We study the constant regret guarantees in reinforcement learning (RL). Our objective is to design an algorithm that incurs only finite regret over infinite episodes with high probability. We introduce an algorithm, Cert-LSVI-UCB, for misspecified linear Markov decision processes (MDPs) where both the transition kernel and the reward function can be approximated by some linear function up to misspecification level $\zeta$. At the core of Cert-LSVI-UCB is an innovative certified estimator, which facilitates a fine-grained concentration analysis for multi-phase value-targeted regression, enabling us to establish an instance-dependent regret bound that is constant w.r.t. the number of episodes. Specifically, we demonstrate that for an MDP characterized by a minimal suboptimality gap $\Delta$, Cert-LSVI-UCB has a cumulative regret of $\tilde{\mathcal{O}}(d^3H^5/\Delta)$ with high probability, provided that the misspecification level $\zeta$ is below $\tilde{\mathcal{O}}(\Delta / (\sqrt{d}H^2))$. Remarkably, this regret bound remains constant relative to the number of episodes $K$. To the best of our knowledge, Cert-LSVI-UCB is the first algorithm to achieve a constant, instance-dependent, high-probability regret bound in RL with linear function approximation for infinite runs without relying on prior distribution assumptions. This not only highlights the robustness of Cert-LSVI-UCB to model misspecification but also introduces novel algorithmic designs and analytical techniques of independent interest.
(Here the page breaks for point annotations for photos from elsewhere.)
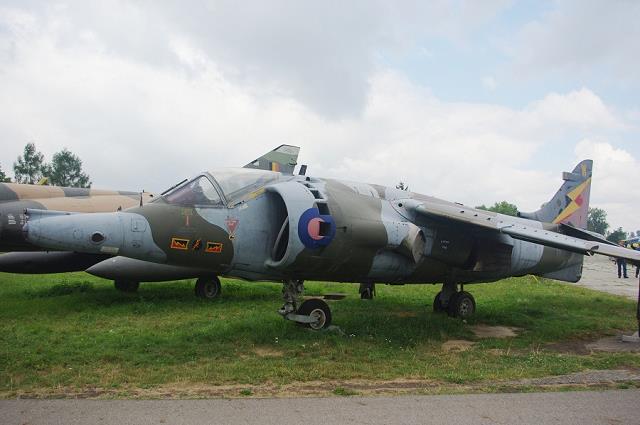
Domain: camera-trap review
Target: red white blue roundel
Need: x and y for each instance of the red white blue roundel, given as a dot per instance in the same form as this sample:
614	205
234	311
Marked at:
316	230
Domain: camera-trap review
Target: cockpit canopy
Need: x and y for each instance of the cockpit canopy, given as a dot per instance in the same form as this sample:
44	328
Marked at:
234	184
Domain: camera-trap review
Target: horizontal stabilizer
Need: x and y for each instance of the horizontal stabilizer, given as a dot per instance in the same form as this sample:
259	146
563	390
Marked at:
519	229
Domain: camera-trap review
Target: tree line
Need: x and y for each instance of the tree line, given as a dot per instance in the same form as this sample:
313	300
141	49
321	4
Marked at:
65	169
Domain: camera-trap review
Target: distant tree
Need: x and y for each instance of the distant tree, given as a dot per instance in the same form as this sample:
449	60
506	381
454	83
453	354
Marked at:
597	221
66	170
3	177
503	207
617	235
29	167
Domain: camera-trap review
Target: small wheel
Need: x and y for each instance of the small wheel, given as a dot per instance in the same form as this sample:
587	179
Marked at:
208	288
366	294
317	309
438	307
462	305
126	285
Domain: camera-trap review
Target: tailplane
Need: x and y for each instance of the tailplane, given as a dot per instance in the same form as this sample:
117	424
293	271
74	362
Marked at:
570	204
283	159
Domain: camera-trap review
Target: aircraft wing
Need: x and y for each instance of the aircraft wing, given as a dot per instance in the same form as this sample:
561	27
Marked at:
518	229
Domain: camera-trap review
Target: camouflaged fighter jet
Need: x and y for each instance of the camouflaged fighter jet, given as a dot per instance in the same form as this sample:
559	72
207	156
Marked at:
266	225
15	198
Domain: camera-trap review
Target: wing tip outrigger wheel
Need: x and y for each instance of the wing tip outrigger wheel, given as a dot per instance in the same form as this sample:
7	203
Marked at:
313	313
208	288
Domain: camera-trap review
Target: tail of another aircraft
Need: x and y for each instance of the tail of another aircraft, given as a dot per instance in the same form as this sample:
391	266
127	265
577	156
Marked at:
283	159
570	204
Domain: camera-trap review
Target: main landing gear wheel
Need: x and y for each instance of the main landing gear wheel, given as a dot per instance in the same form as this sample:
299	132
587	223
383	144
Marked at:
366	294
367	290
208	288
461	305
126	285
318	310
438	307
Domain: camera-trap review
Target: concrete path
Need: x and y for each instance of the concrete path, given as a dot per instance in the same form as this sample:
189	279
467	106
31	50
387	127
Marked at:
602	407
600	273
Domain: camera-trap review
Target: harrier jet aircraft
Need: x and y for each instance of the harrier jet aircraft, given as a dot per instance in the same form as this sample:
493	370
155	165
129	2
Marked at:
257	224
15	198
126	272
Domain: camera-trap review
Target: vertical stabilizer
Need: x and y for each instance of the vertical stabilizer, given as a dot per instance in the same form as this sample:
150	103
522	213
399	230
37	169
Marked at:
570	204
283	159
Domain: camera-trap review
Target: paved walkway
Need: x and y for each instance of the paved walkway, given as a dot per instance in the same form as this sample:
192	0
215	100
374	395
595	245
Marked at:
600	273
584	408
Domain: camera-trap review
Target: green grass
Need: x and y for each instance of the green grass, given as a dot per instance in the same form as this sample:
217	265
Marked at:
74	331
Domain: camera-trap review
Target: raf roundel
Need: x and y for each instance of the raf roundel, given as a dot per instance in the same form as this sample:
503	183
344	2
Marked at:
316	230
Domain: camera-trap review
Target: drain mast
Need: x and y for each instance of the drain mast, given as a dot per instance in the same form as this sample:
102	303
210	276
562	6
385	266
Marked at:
636	336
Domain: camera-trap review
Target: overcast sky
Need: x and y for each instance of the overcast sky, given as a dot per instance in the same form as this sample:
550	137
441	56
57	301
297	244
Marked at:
470	101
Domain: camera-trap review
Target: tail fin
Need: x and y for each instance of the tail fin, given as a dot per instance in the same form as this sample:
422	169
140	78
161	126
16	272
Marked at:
570	204
283	159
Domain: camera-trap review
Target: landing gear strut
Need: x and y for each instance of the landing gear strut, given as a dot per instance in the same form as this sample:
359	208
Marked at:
126	285
456	303
367	290
313	313
208	288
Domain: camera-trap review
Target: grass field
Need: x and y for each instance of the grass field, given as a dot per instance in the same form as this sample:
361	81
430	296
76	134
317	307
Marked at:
73	333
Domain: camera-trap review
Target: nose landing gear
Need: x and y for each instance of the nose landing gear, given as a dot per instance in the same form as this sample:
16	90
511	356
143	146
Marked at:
456	303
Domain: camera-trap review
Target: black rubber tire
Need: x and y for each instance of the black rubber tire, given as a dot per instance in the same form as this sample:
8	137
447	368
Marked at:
462	305
437	303
366	294
320	309
126	285
208	288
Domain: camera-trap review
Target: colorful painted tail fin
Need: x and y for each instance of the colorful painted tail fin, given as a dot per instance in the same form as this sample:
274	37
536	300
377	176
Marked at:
570	204
283	159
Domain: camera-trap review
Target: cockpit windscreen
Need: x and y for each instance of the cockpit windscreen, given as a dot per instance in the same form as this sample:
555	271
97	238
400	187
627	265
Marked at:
197	192
238	182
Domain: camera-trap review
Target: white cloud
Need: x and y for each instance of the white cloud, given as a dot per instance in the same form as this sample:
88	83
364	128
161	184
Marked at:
615	188
577	35
141	123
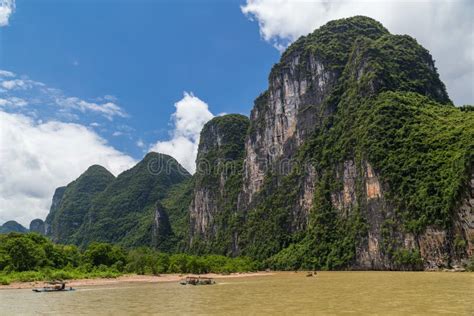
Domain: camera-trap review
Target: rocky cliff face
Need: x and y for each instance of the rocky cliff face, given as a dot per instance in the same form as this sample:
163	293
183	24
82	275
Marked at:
217	181
12	227
125	209
69	207
344	159
57	197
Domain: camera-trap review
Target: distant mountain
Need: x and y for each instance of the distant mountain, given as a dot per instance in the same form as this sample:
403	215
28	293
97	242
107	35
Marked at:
12	226
99	207
76	200
38	226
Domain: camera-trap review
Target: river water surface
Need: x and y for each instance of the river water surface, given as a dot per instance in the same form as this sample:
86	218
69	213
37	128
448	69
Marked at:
328	293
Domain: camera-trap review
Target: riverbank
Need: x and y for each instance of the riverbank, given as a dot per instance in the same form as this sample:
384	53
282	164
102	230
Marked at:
131	278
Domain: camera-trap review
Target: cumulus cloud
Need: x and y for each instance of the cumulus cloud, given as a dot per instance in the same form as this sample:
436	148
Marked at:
444	27
13	102
7	7
190	116
108	109
37	157
22	91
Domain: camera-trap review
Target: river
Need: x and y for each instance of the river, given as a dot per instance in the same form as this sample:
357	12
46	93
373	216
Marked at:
285	293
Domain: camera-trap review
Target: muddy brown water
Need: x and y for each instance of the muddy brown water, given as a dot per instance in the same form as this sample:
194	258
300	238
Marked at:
285	293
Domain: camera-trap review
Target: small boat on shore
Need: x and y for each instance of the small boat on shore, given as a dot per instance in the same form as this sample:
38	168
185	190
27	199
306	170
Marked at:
54	286
197	281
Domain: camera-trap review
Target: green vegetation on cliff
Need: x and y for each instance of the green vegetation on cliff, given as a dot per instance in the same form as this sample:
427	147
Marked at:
387	108
12	226
76	201
219	175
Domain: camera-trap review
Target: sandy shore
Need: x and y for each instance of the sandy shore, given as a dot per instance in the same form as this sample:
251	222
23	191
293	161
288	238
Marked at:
131	278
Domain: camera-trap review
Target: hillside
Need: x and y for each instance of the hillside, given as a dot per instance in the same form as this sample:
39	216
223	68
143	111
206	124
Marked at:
353	158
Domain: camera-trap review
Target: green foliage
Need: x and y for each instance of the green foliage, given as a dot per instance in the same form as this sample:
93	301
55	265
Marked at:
220	156
98	254
422	150
405	257
12	226
76	201
31	257
124	211
388	108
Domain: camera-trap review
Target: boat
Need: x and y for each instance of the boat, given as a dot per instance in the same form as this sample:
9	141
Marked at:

翻译：我们研究强化学习（RL）中的常数遗憾保证。目标是设计一种算法，在无限回合中以高概率仅产生有限遗憾。针对误指定的线性马尔可夫决策过程（MDP），我们提出算法Cert-LSVI-UCB，其中转移核与奖励函数均可被线性函数近似至误指定水平$\zeta$。Cert-LSVI-UCB的核心是一种创新的认证估计器，该估计器实现了对多阶段值目标回归的细粒度集中性分析，使我们能够建立与回合数相关的实例依赖常数遗憾界。具体而言，我们证明：对于具有最小次优性间隙$\Delta$的MDP，当误指定水平$\zeta$低于$\tilde{\mathcal{O}}(\Delta / (\sqrt{d}H^2))$时，Cert-LSVI-UCB以高概率实现累计遗憾$\tilde{\mathcal{O}}(d^3H^5/\Delta)$。值得注意的是，该遗憾界相对于回合数$K$保持常数。据我们所知，Cert-LSVI-UCB是首个在无限运行次数下，无需依赖先验分布假设，即可在线性函数逼近的强化学习中实现常数、实例依赖、高概率遗憾界的算法。这不仅凸显了Cert-LSVI-UCB对模型误指定的鲁棒性，同时引入了具有独立研究价值的新型算法设计与分析技术。